To install uf2loader you need to flash the appropriate bootloader.uf2 for your pico model in bootsel mode, copy both BOOT*.UF2 files to the root of your sd card, make pico1-apps and pico2-apps folders on the sd card, and stick your desired applications in those folders.

11 Likes

a couple of quick questions:

  1. “top of flash” means highest address, correct? So our boot stage2 directly goes to “high mem” and only drops back to prog_info->addr if booting in normal mode?
    • apps like picomite writes to flash and not aware of the loader, potential overwrite?
  2. for pico2, I skimmed through the datasheet (thanks for the link) section 5 – what’s the plan? re-compile everything to target a higher address and then translate? why can’t we just use the default, 2040-like behavior?
  3. any change that we support data restore? (dump/restore all flash minus the range specified in the uf2)

Fantacy !
Will it be better to make the boot menu show every time bootup but auto-select the last firmware after a short timeout like GRUB or Windows Bootloader do on a PC? PicoCalc boot very fast,1~2 second time out wouldn’t make a different but will make the select operate more easy (clicking one button is easyer than hold down 2 buttons every time when boot up)

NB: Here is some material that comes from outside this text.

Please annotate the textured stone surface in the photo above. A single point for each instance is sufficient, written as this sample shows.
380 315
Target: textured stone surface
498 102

If the program tries to overwrite the bootloader it will succeed, yes. So don’t do that. Unfortunately the RP2040 doesn’t have a means of write protecting sections of flash.

As far as PicoMite goes, just stay in the first flash slot, at least for now. But really you should use the SD card for storage.

The RP2350 has a completely redesigned boot system, it doesn’t execute boot2 in the way that the RP2040 does. So it can’t work. But the added capabilities it has means there is a much nicer way to do the same thing, with the application living in its own partitioned space.

Autobooting into the application wasn’t my original choice, it’s what multibooter does. But I’m increasingly coming around to it. Most of the time you won’t be changing application every time you turn on the unit. And holding down a key when you want to do so is pretty straightforward. If it’s really bothersome, it’s trivial to compile a custom version.

Even if the user doesn’t decide to use any of the flash slots in PicoMite, it will save a certain amount of data to flash. That’s how it stores the OPTION values, but it also stores whatever MMBasic file you last loaded in the editor to flash, and possibly some other things. The 3 flash slots also seem to be regularly used by people. At the very least, one of them is useful to use AUTORUN to run some code at power on. But some people use them to store libraries and such.

So if there’s no provision for preventing PicoMite from overwriting the bootloader, then it’s probably wise to just suggest no one uses it with PicoMite. The existing multibootloader patched PicoMite to shift where the flash data was stored. So that might work here too.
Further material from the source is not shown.